Integrations / Custom

Generic integration guide

If you’re not on WooCommerce or Shopify, this is the playbook. Works with Node, Python, Go, Java, .NET, Ruby, PHP, and anything else that can speak HTTPS.

Step 1 — Authenticate

Every request carries a single header: Authorization: Bearer sk_live_xxxx. Create keys in your dashboard.
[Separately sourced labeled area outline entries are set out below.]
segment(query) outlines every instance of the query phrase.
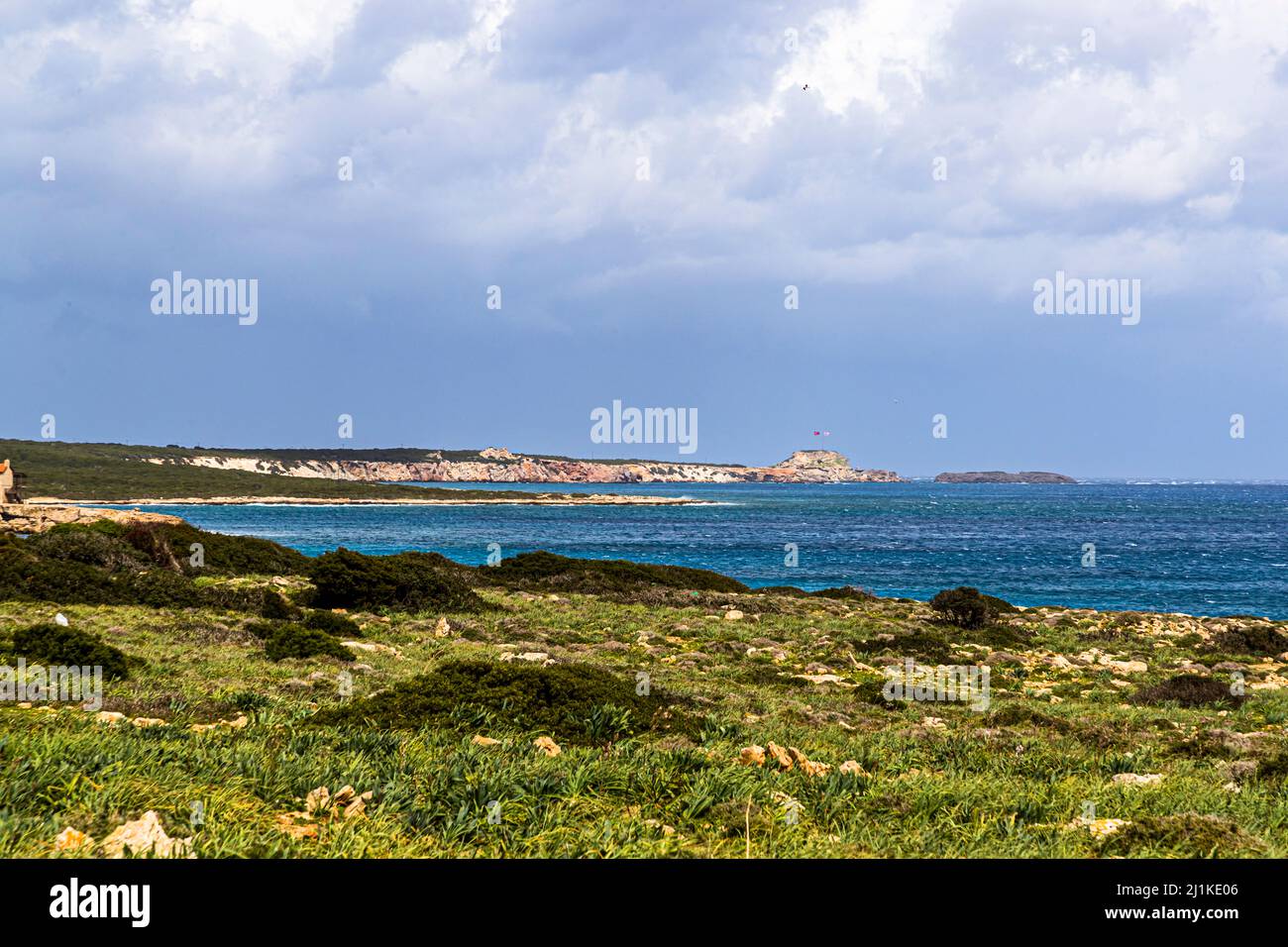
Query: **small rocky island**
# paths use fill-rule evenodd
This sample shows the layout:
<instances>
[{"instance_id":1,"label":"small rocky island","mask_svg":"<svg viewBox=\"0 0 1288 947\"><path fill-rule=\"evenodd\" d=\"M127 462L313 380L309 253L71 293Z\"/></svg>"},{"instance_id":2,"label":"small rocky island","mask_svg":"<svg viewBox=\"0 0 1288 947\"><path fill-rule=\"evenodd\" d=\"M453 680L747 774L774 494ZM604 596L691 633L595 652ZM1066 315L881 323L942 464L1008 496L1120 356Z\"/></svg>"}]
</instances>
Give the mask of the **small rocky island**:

Use sk_test_ keys in development.

Step 2 — Quote a rate

bash
curl https://api.serianshipkit.com/api/v1/rates \
  -H "Authorization: Bearer $SERIAN_API_KEY" \
  -H "Content-Type: application/json" \
  -d '{
    "shipper":   { "name":"Acme","street1":"12 Main","city":"Accra","state":"Greater Accra","zip":"00233","country":"GH" },
    "recipient": { "name":"Jane", "street1":"10 Oak","city":"Lagos","state":"Lagos","zip":"100001","country":"NG" },
    "parcels":   [{ "length":20,"width":15,"height":10,"weight":1,"dimension_unit":"CM","weight_unit":"KG" }]
  }'

You get back an array of rates, each with a rate_id you can hand straight to the next endpoint.

Step 3 — Print the label

bash
curl https://api.serianshipkit.com/api/v1/shipments \
  -H "Authorization: Bearer $SERIAN_API_KEY" \
  -H "Content-Type: application/json" \
  -H "Idempotency-Key: order-1234" \
  -d '{ "rate_id": "rt_abc123", "reference": "order-1234" }'

Step 4 — Listen for updates

Either poll GET /api/v1/tracking?tracking_number=..., or (much better) register a webhook. Events you can subscribe to:

  • shipment.created
  • shipment.updated
  • shipment.delivered
  • shipment.cancelled
  • tracking.updated
  • label.created

Every outgoing webhook is signed with HMAC-SHA256 using your endpoint’s secret. Verify it with:

typescript
import crypto from "crypto";

function verify(raw: string, signature: string, secret: string) {
  const expected = crypto.createHmac("sha256", secret).update(raw).digest("hex");
  return crypto.timingSafeEqual(Buffer.from(expected), Buffer.from(signature));
}

Best practices

  • Idempotency: always send Idempotency-Key on POSTs. Responses are cached for 24 hours so retries are safe.
  • Rate limits: default 120 requests/minute per key. We return X-RateLimit-Remaining and Retry-After headers.
  • Error handling: non-2xx responses are JSON with error.code, error.message, and a request_id you can forward to support.
  • Test mode: never charges you and never moves real freight. Use it for your CI and staging environments.

Full API reference

See the API reference or fetch the machine-readable spec at /api/v1/openapi. SDK stubs for Node and Python live in packages/ in our GitHub repo.